Quem está de fora não pode entender isso e quando dou ouvidos ao externo do amor, minha visão fica turva e eu perco o foco. Isso parece muito louco, mas o amor é louco. Ele não é explicável. Ele existe. Eu posso prová-lo, ele existe porque há um ambiente propício, nesse sentido ele é explicável, mas o total dele é loucura, é bagunça e é por isso que eu gosto tanto de vivê-lo: ele não é comum, nem banal, mas é excêntrico, exótico, coerente em meio a suas aparentes incoerências.
Hoje eu sofro as consequências do meu passado sombrio, este abala as estruturas da confiança no meu amor, mas eu quero construir meu prédio do amor em bases firmes, quero reconstruir desde as estruturas para que o amor se sustente. Não é nada fácil, mas eis-me aqui, amor. Eu não fugirei de você mais, eu vou te encarar.
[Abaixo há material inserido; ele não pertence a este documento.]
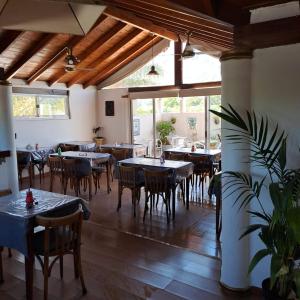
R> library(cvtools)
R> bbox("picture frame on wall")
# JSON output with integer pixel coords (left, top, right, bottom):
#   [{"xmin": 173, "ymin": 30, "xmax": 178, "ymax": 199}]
[{"xmin": 105, "ymin": 101, "xmax": 115, "ymax": 117}]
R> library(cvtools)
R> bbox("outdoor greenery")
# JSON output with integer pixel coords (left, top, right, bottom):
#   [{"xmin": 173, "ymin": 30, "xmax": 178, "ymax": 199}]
[
  {"xmin": 156, "ymin": 118, "xmax": 176, "ymax": 145},
  {"xmin": 211, "ymin": 105, "xmax": 300, "ymax": 299},
  {"xmin": 13, "ymin": 95, "xmax": 67, "ymax": 117}
]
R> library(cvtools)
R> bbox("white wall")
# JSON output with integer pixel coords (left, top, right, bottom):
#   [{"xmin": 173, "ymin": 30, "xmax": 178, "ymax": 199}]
[
  {"xmin": 13, "ymin": 82, "xmax": 97, "ymax": 147},
  {"xmin": 250, "ymin": 44, "xmax": 300, "ymax": 286},
  {"xmin": 96, "ymin": 88, "xmax": 131, "ymax": 143}
]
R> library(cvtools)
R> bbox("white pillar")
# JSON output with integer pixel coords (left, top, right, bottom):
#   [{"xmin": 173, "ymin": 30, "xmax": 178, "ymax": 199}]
[
  {"xmin": 0, "ymin": 80, "xmax": 19, "ymax": 200},
  {"xmin": 220, "ymin": 52, "xmax": 252, "ymax": 290}
]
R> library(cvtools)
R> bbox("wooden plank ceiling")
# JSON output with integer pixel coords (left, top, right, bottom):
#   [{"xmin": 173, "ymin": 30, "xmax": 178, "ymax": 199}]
[{"xmin": 0, "ymin": 0, "xmax": 296, "ymax": 87}]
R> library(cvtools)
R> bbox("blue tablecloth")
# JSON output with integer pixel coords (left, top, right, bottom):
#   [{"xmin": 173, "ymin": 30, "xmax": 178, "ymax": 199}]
[{"xmin": 0, "ymin": 189, "xmax": 90, "ymax": 256}]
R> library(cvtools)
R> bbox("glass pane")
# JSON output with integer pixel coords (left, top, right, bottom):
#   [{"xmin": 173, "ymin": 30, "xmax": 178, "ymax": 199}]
[
  {"xmin": 106, "ymin": 43, "xmax": 174, "ymax": 88},
  {"xmin": 182, "ymin": 52, "xmax": 221, "ymax": 83},
  {"xmin": 180, "ymin": 96, "xmax": 205, "ymax": 148},
  {"xmin": 209, "ymin": 95, "xmax": 221, "ymax": 149},
  {"xmin": 39, "ymin": 96, "xmax": 67, "ymax": 117},
  {"xmin": 12, "ymin": 95, "xmax": 36, "ymax": 117},
  {"xmin": 160, "ymin": 97, "xmax": 180, "ymax": 113},
  {"xmin": 131, "ymin": 99, "xmax": 154, "ymax": 157}
]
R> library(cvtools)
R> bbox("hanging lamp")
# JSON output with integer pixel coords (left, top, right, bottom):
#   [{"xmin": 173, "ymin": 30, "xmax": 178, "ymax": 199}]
[
  {"xmin": 147, "ymin": 34, "xmax": 159, "ymax": 76},
  {"xmin": 181, "ymin": 32, "xmax": 195, "ymax": 58}
]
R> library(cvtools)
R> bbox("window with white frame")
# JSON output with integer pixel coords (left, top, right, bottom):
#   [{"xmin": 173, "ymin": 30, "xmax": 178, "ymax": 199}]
[{"xmin": 12, "ymin": 93, "xmax": 70, "ymax": 119}]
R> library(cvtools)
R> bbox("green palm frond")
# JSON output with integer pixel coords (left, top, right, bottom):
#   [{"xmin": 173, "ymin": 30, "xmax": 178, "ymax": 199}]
[{"xmin": 210, "ymin": 105, "xmax": 286, "ymax": 177}]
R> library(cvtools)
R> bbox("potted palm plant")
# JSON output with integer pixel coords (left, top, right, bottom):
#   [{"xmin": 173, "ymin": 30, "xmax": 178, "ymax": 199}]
[{"xmin": 211, "ymin": 105, "xmax": 300, "ymax": 300}]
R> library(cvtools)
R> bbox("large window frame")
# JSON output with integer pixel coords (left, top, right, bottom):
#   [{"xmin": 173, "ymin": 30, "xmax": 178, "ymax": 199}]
[
  {"xmin": 13, "ymin": 89, "xmax": 71, "ymax": 120},
  {"xmin": 129, "ymin": 88, "xmax": 221, "ymax": 156}
]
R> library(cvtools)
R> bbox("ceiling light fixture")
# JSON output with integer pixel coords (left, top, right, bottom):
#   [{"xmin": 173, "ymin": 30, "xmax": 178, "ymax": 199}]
[
  {"xmin": 147, "ymin": 34, "xmax": 159, "ymax": 76},
  {"xmin": 181, "ymin": 32, "xmax": 195, "ymax": 58}
]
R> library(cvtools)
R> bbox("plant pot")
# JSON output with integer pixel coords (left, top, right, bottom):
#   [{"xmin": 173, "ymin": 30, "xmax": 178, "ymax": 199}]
[{"xmin": 262, "ymin": 278, "xmax": 286, "ymax": 300}]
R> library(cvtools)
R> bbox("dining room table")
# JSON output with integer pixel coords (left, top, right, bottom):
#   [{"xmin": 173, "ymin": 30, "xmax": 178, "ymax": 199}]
[
  {"xmin": 0, "ymin": 189, "xmax": 90, "ymax": 300},
  {"xmin": 99, "ymin": 143, "xmax": 147, "ymax": 158},
  {"xmin": 16, "ymin": 146, "xmax": 54, "ymax": 187},
  {"xmin": 119, "ymin": 157, "xmax": 193, "ymax": 220},
  {"xmin": 50, "ymin": 151, "xmax": 111, "ymax": 194},
  {"xmin": 164, "ymin": 147, "xmax": 221, "ymax": 178}
]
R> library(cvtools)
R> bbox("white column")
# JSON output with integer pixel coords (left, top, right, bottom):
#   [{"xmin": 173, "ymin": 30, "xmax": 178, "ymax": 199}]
[
  {"xmin": 220, "ymin": 52, "xmax": 252, "ymax": 290},
  {"xmin": 0, "ymin": 80, "xmax": 19, "ymax": 198}
]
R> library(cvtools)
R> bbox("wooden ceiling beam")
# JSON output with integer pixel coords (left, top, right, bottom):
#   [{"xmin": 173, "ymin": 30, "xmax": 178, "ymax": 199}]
[
  {"xmin": 47, "ymin": 22, "xmax": 127, "ymax": 84},
  {"xmin": 27, "ymin": 16, "xmax": 106, "ymax": 84},
  {"xmin": 4, "ymin": 33, "xmax": 56, "ymax": 80},
  {"xmin": 83, "ymin": 36, "xmax": 161, "ymax": 88},
  {"xmin": 57, "ymin": 28, "xmax": 142, "ymax": 87},
  {"xmin": 0, "ymin": 30, "xmax": 22, "ymax": 54},
  {"xmin": 113, "ymin": 0, "xmax": 233, "ymax": 32},
  {"xmin": 108, "ymin": 0, "xmax": 233, "ymax": 40},
  {"xmin": 151, "ymin": 23, "xmax": 234, "ymax": 50},
  {"xmin": 235, "ymin": 16, "xmax": 300, "ymax": 49},
  {"xmin": 104, "ymin": 7, "xmax": 178, "ymax": 41},
  {"xmin": 137, "ymin": 12, "xmax": 233, "ymax": 44}
]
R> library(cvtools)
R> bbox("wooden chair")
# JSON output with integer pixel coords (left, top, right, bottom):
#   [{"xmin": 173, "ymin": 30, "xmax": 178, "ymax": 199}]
[
  {"xmin": 188, "ymin": 154, "xmax": 213, "ymax": 201},
  {"xmin": 34, "ymin": 208, "xmax": 87, "ymax": 300},
  {"xmin": 117, "ymin": 166, "xmax": 145, "ymax": 217},
  {"xmin": 143, "ymin": 169, "xmax": 174, "ymax": 223},
  {"xmin": 111, "ymin": 149, "xmax": 128, "ymax": 179},
  {"xmin": 168, "ymin": 152, "xmax": 186, "ymax": 203},
  {"xmin": 47, "ymin": 156, "xmax": 63, "ymax": 192},
  {"xmin": 17, "ymin": 151, "xmax": 32, "ymax": 186},
  {"xmin": 62, "ymin": 158, "xmax": 92, "ymax": 199}
]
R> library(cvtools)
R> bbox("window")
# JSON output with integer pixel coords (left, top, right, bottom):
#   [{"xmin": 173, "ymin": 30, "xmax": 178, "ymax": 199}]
[
  {"xmin": 161, "ymin": 97, "xmax": 180, "ymax": 113},
  {"xmin": 13, "ymin": 94, "xmax": 69, "ymax": 119}
]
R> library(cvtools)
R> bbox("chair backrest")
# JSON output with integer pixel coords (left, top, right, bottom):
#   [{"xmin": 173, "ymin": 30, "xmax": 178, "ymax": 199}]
[
  {"xmin": 188, "ymin": 154, "xmax": 212, "ymax": 173},
  {"xmin": 48, "ymin": 156, "xmax": 62, "ymax": 173},
  {"xmin": 168, "ymin": 152, "xmax": 186, "ymax": 160},
  {"xmin": 36, "ymin": 208, "xmax": 82, "ymax": 256},
  {"xmin": 62, "ymin": 158, "xmax": 77, "ymax": 178},
  {"xmin": 144, "ymin": 169, "xmax": 173, "ymax": 193},
  {"xmin": 111, "ymin": 149, "xmax": 128, "ymax": 161},
  {"xmin": 119, "ymin": 165, "xmax": 138, "ymax": 188},
  {"xmin": 17, "ymin": 151, "xmax": 31, "ymax": 168}
]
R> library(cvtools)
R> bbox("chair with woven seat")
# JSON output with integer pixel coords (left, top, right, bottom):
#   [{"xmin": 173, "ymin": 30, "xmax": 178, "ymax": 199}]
[
  {"xmin": 143, "ymin": 169, "xmax": 174, "ymax": 223},
  {"xmin": 32, "ymin": 149, "xmax": 54, "ymax": 184},
  {"xmin": 34, "ymin": 208, "xmax": 87, "ymax": 300},
  {"xmin": 62, "ymin": 158, "xmax": 92, "ymax": 199},
  {"xmin": 168, "ymin": 152, "xmax": 186, "ymax": 203},
  {"xmin": 111, "ymin": 148, "xmax": 128, "ymax": 179},
  {"xmin": 117, "ymin": 165, "xmax": 145, "ymax": 217},
  {"xmin": 17, "ymin": 151, "xmax": 32, "ymax": 186},
  {"xmin": 188, "ymin": 154, "xmax": 213, "ymax": 201},
  {"xmin": 47, "ymin": 156, "xmax": 63, "ymax": 192}
]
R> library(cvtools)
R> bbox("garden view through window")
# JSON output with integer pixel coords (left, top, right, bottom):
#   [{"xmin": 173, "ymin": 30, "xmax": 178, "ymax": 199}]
[{"xmin": 13, "ymin": 94, "xmax": 69, "ymax": 119}]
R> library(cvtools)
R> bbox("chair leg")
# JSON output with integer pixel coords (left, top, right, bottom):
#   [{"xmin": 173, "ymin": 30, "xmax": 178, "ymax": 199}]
[
  {"xmin": 59, "ymin": 255, "xmax": 64, "ymax": 279},
  {"xmin": 117, "ymin": 182, "xmax": 123, "ymax": 211},
  {"xmin": 44, "ymin": 256, "xmax": 49, "ymax": 300},
  {"xmin": 0, "ymin": 247, "xmax": 4, "ymax": 283},
  {"xmin": 74, "ymin": 246, "xmax": 87, "ymax": 295}
]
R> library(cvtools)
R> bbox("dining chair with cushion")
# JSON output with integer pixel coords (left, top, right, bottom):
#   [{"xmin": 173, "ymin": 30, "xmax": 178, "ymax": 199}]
[
  {"xmin": 111, "ymin": 148, "xmax": 128, "ymax": 179},
  {"xmin": 62, "ymin": 158, "xmax": 92, "ymax": 199},
  {"xmin": 117, "ymin": 165, "xmax": 145, "ymax": 217},
  {"xmin": 188, "ymin": 154, "xmax": 213, "ymax": 201},
  {"xmin": 33, "ymin": 208, "xmax": 87, "ymax": 300},
  {"xmin": 47, "ymin": 156, "xmax": 63, "ymax": 192},
  {"xmin": 17, "ymin": 151, "xmax": 32, "ymax": 186},
  {"xmin": 143, "ymin": 169, "xmax": 174, "ymax": 223},
  {"xmin": 32, "ymin": 149, "xmax": 54, "ymax": 184}
]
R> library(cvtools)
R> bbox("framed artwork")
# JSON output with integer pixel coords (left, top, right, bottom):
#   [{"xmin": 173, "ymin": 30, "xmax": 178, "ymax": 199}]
[
  {"xmin": 105, "ymin": 101, "xmax": 115, "ymax": 117},
  {"xmin": 132, "ymin": 119, "xmax": 141, "ymax": 136}
]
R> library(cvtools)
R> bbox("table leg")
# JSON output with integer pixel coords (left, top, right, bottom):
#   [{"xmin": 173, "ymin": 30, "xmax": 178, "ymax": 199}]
[
  {"xmin": 106, "ymin": 161, "xmax": 111, "ymax": 194},
  {"xmin": 185, "ymin": 177, "xmax": 190, "ymax": 209},
  {"xmin": 172, "ymin": 187, "xmax": 176, "ymax": 220},
  {"xmin": 25, "ymin": 227, "xmax": 34, "ymax": 300}
]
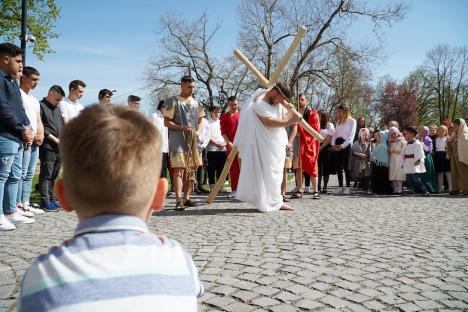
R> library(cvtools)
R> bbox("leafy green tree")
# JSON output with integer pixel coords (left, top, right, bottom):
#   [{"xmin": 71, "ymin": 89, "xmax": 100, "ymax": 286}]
[{"xmin": 0, "ymin": 0, "xmax": 61, "ymax": 60}]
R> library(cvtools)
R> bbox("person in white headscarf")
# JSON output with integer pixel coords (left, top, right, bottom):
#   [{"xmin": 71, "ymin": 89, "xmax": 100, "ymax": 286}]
[
  {"xmin": 234, "ymin": 82, "xmax": 299, "ymax": 212},
  {"xmin": 388, "ymin": 127, "xmax": 406, "ymax": 195}
]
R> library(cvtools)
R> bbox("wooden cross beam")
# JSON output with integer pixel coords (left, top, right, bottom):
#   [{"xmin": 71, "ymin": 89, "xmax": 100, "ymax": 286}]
[{"xmin": 207, "ymin": 26, "xmax": 325, "ymax": 204}]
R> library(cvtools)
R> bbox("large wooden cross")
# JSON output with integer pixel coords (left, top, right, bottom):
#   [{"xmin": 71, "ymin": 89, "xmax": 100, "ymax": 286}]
[{"xmin": 207, "ymin": 26, "xmax": 324, "ymax": 204}]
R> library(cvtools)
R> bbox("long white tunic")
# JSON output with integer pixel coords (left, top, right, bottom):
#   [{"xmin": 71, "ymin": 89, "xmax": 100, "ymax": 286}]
[
  {"xmin": 400, "ymin": 140, "xmax": 426, "ymax": 174},
  {"xmin": 234, "ymin": 89, "xmax": 288, "ymax": 212}
]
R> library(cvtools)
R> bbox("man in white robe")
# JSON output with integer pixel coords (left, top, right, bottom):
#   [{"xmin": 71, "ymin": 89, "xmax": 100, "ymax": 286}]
[{"xmin": 234, "ymin": 82, "xmax": 299, "ymax": 212}]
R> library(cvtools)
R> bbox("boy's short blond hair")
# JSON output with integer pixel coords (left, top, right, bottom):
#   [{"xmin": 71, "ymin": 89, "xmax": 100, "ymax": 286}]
[{"xmin": 60, "ymin": 105, "xmax": 162, "ymax": 213}]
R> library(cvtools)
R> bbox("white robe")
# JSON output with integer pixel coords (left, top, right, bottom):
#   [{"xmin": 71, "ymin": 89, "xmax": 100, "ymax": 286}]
[{"xmin": 234, "ymin": 89, "xmax": 288, "ymax": 212}]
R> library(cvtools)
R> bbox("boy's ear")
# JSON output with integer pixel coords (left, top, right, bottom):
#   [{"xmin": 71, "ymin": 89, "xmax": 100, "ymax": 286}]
[
  {"xmin": 54, "ymin": 179, "xmax": 73, "ymax": 212},
  {"xmin": 151, "ymin": 178, "xmax": 168, "ymax": 211}
]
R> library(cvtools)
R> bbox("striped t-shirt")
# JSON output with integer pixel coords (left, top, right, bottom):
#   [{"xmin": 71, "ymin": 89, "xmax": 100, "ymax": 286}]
[{"xmin": 18, "ymin": 215, "xmax": 204, "ymax": 312}]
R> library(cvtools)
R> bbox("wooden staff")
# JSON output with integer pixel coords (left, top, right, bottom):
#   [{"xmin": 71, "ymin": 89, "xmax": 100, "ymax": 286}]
[{"xmin": 234, "ymin": 50, "xmax": 325, "ymax": 143}]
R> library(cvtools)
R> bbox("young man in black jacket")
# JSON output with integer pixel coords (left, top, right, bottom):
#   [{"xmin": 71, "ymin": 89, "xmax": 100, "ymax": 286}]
[{"xmin": 39, "ymin": 86, "xmax": 65, "ymax": 211}]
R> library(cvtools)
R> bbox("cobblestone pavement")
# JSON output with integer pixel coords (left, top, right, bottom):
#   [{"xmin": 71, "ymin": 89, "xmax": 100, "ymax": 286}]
[{"xmin": 0, "ymin": 186, "xmax": 468, "ymax": 312}]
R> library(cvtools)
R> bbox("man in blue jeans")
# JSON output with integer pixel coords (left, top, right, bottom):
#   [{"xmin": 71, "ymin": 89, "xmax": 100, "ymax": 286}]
[{"xmin": 0, "ymin": 43, "xmax": 34, "ymax": 230}]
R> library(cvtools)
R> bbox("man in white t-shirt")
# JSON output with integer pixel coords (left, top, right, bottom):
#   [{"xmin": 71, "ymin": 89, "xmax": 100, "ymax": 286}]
[
  {"xmin": 59, "ymin": 80, "xmax": 86, "ymax": 124},
  {"xmin": 16, "ymin": 66, "xmax": 44, "ymax": 217}
]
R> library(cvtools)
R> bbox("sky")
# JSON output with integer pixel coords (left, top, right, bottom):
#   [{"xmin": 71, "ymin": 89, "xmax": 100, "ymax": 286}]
[{"xmin": 16, "ymin": 0, "xmax": 468, "ymax": 113}]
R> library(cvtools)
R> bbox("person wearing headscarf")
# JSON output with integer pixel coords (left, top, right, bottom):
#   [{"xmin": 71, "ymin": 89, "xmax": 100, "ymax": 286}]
[
  {"xmin": 371, "ymin": 131, "xmax": 392, "ymax": 194},
  {"xmin": 388, "ymin": 127, "xmax": 406, "ymax": 195},
  {"xmin": 447, "ymin": 118, "xmax": 468, "ymax": 195},
  {"xmin": 418, "ymin": 126, "xmax": 437, "ymax": 193}
]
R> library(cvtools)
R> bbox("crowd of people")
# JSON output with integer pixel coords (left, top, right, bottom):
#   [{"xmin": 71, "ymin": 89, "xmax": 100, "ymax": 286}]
[{"xmin": 0, "ymin": 43, "xmax": 468, "ymax": 230}]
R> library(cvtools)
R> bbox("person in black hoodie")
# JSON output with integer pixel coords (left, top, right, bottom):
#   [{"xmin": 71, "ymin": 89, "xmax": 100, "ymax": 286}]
[{"xmin": 39, "ymin": 85, "xmax": 65, "ymax": 211}]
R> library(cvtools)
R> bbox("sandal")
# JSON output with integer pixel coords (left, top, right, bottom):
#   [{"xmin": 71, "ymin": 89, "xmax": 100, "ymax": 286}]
[
  {"xmin": 184, "ymin": 199, "xmax": 198, "ymax": 207},
  {"xmin": 175, "ymin": 201, "xmax": 185, "ymax": 211},
  {"xmin": 291, "ymin": 192, "xmax": 302, "ymax": 199}
]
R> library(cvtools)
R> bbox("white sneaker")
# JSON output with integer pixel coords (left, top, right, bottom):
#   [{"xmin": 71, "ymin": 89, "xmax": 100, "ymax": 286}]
[
  {"xmin": 0, "ymin": 214, "xmax": 16, "ymax": 231},
  {"xmin": 23, "ymin": 203, "xmax": 45, "ymax": 214},
  {"xmin": 16, "ymin": 208, "xmax": 34, "ymax": 217},
  {"xmin": 335, "ymin": 187, "xmax": 343, "ymax": 195},
  {"xmin": 6, "ymin": 213, "xmax": 34, "ymax": 224}
]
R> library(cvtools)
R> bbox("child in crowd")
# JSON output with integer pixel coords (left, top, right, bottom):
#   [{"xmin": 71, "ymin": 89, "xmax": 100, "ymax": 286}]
[
  {"xmin": 434, "ymin": 125, "xmax": 452, "ymax": 193},
  {"xmin": 388, "ymin": 127, "xmax": 406, "ymax": 195},
  {"xmin": 371, "ymin": 131, "xmax": 392, "ymax": 194},
  {"xmin": 400, "ymin": 127, "xmax": 429, "ymax": 196},
  {"xmin": 352, "ymin": 128, "xmax": 371, "ymax": 192},
  {"xmin": 17, "ymin": 104, "xmax": 203, "ymax": 312}
]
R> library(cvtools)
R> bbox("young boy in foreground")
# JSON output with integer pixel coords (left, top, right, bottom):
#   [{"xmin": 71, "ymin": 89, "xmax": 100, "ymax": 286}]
[{"xmin": 18, "ymin": 105, "xmax": 203, "ymax": 311}]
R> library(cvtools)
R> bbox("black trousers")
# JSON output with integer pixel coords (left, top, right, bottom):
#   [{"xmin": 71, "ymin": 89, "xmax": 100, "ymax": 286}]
[
  {"xmin": 39, "ymin": 148, "xmax": 62, "ymax": 203},
  {"xmin": 335, "ymin": 145, "xmax": 351, "ymax": 187},
  {"xmin": 206, "ymin": 151, "xmax": 227, "ymax": 185}
]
Às vezes, a gente olha pra uma pessoa sem desconfiar das histórias dela, carregadas de dores e sofrimentos e traumas e medos. Em sua superfície, só encontramos as alegrias, mas é com o tempo, quando ela nos deixa mergulhar em suas profundidades, que conhecemos seus lamaçais e até a entendemos melhor. Penso que são esses lamaçais que cavam o caminho da felicidade plena, quem sabe.